Monday, January 18, 2010 5:32 PM

Don't expect 'contrarian' Liberals to tilt papers left
Jane Taber

A troika of well-known Liberals who are bidding for three Canwest newspapers will be bringing in a small-“c” conservative partner in the coming weeks.

Ray Heard, a member of the bidders group, refused to name who that person is. Mr. Heard is a former press secretary to John Turner and has strong ties to the Liberals. Jerry Grafstein, a Toronto lawyer and head of the Liberal ad machine, Red Leaf, during the Trudeau years was appointed to the Senate in 1984 by Pierre Trudeau.

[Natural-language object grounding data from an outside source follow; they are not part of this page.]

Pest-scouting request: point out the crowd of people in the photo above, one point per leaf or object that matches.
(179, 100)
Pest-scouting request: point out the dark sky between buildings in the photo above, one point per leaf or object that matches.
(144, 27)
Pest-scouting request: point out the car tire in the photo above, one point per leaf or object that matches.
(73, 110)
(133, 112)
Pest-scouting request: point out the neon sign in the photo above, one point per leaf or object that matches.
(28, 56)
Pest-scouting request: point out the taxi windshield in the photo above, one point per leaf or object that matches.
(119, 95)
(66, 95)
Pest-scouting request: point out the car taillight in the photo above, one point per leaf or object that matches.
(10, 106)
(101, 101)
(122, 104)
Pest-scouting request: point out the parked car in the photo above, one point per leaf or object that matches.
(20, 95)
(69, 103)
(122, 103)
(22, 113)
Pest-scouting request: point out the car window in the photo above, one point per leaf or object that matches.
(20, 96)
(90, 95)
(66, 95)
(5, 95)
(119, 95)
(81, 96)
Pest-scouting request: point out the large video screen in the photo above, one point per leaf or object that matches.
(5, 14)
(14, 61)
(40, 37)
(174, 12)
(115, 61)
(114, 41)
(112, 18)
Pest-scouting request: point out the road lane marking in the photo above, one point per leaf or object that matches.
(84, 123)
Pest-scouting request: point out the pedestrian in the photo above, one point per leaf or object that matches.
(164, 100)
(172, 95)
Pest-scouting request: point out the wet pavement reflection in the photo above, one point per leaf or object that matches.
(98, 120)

Mr. Heard cautions, however, that he and Mr. Grafstein are Grit “contrarians.” (He says Beryl Wajsman, the third partner, who is editor of Quebec’s bilingual paper, The Metropolitan, is more of a loyal Liberal.)

Nor should readers expect Liberal-leaning newspapers if they are successful in their bid to buy the National Post, Ottawa Citizen and Montreal Gazette. Mr. Heard, who worked for Global TV in a senior role, supported Conservative Peter Kent in the last election, much to the chagrin of then-Liberal-leader Stéphane Dion.

He said he raised money for Mr. Kent, who is now the junior Foreign Affairs minister. “Dion was furious with me,” Mr. Heard told The Globe. He said that if Mr. Dion could publicly endorse Green Party Leader Elizabeth May, he could endorse Mr. Kent.

The Liberals did not run a candidate against Ms. May in her unsuccessful bid to unseat Defence Peter MacKay in his Nova Scotia riding. A controversial character, Mr. Heard also went on television to call for Mr. Dion’s resignation and later, he called for former Ignatieff chief of staff, Ian Davey, to be fired. Both Mr. Dion and Mr. Davey are no longer in those positions.

As for the former senator, Mr. Heard says he is “way on the right” of the party when it comes to his views on support for Israel. Mr. Grafstein dreams big and his dreams usually come to fruition – he was one of the organizers of the massive Toronto SARS conference, featuring the Rolling Stones.

Mr. Grafstein’s son, Larry, is an owner of The New Republic, a small-“l” liberal American magazine.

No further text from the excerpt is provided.